"Tempo ido"

Nesta sucessão infindável, que se chama tempo, passam-se os anos, dias, horas e momentos. Esmiúça-se sem deixar ao homem sobras do que já passou. Saboreados ao tempo certo, os frutos degeneram-se e levam a terra fertilidade e reprodução. É o tempo o sêmen da eternidade, esteio fecundo da natureza e restaurador d´alma humana.

Se destes ao tempo contagens ríspidas, receberas dele urgência e imperfeição. Já se o contrário for supremo, receberás serenidade e perfeição.
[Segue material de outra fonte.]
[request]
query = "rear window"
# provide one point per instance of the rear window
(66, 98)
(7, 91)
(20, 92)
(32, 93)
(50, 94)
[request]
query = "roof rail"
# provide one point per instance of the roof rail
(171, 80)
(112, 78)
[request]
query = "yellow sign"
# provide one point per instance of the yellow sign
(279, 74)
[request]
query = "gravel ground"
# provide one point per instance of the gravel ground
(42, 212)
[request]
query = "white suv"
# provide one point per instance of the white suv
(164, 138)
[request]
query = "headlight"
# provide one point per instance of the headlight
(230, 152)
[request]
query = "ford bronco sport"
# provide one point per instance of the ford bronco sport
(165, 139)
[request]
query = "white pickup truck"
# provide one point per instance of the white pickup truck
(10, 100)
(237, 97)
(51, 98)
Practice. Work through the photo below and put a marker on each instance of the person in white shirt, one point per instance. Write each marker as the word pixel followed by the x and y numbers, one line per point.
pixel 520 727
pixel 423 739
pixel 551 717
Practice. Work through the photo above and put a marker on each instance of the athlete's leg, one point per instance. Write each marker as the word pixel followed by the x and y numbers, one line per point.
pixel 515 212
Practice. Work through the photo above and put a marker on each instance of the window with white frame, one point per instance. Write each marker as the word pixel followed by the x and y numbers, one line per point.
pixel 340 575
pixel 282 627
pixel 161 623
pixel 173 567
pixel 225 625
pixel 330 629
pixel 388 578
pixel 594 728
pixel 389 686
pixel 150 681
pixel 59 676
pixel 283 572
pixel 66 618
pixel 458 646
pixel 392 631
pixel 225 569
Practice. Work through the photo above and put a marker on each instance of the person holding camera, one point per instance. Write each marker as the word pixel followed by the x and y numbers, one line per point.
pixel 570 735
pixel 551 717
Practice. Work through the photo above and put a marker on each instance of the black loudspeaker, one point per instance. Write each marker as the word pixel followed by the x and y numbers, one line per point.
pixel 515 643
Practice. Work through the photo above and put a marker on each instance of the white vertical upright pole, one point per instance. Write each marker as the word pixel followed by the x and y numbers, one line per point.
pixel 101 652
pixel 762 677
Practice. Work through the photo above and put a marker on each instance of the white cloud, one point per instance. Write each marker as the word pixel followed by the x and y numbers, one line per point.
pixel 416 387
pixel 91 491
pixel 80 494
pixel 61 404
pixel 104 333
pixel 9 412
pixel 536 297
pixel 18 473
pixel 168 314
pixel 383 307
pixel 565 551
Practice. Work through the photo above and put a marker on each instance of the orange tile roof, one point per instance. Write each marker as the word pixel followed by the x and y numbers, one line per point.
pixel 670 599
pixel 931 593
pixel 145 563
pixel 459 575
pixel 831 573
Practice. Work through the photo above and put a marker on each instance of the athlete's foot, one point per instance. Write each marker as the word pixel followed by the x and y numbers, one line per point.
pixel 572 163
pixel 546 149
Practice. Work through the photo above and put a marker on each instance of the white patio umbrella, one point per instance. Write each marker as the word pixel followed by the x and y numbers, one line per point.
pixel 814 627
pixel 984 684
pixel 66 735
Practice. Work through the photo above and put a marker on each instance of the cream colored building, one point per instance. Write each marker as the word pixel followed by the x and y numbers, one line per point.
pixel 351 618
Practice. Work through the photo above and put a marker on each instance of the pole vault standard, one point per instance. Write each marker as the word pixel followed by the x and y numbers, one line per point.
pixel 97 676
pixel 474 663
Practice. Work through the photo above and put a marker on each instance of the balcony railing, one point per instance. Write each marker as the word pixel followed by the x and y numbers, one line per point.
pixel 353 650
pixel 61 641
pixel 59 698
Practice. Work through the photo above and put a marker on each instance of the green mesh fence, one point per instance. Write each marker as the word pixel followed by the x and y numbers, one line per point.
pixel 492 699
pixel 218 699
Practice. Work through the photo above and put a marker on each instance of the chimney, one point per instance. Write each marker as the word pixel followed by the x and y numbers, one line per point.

Quão pesarosa estou diante do tempo que passou, sem ao menos chegar até mim. É o seu tempo que me faltou, àquele que foi e que nunca às vistas se revelou. Foi um tempo por mim desconhecido. Nascido em algum lugar, crescido também noutro e dissolvido neste meu tempo presente, mas já hoje é tarde.

É um tempo passado que ainda se faz presente, é momentâneo – transitório – quando em mim firma sua constância. Até o seu cheiro - do passado - se faz presente: cheiro de orvalho embriagado de suores e amores. É tempo passado, vivido!

Cego pela paixão, este já envelhecido tempo trafega por estradas inexatas. Tudo a ela pertence. O todo se esvai entre ela. É a estrada incógnita onde reina a incerteza, o breve e o atemporal.

O tempo, ora cantado, foi meu algoz. Carrasco do futuro – hoje já feito em presente – e demolidor de probabilidades. Sim, é devasso, mas essencial. Híbrido do destino, que por ventura foi compartilhado. É senhor e súdito, é rei e escravo, foi anjo e demônio. Hoje é apenas: o tempo passado.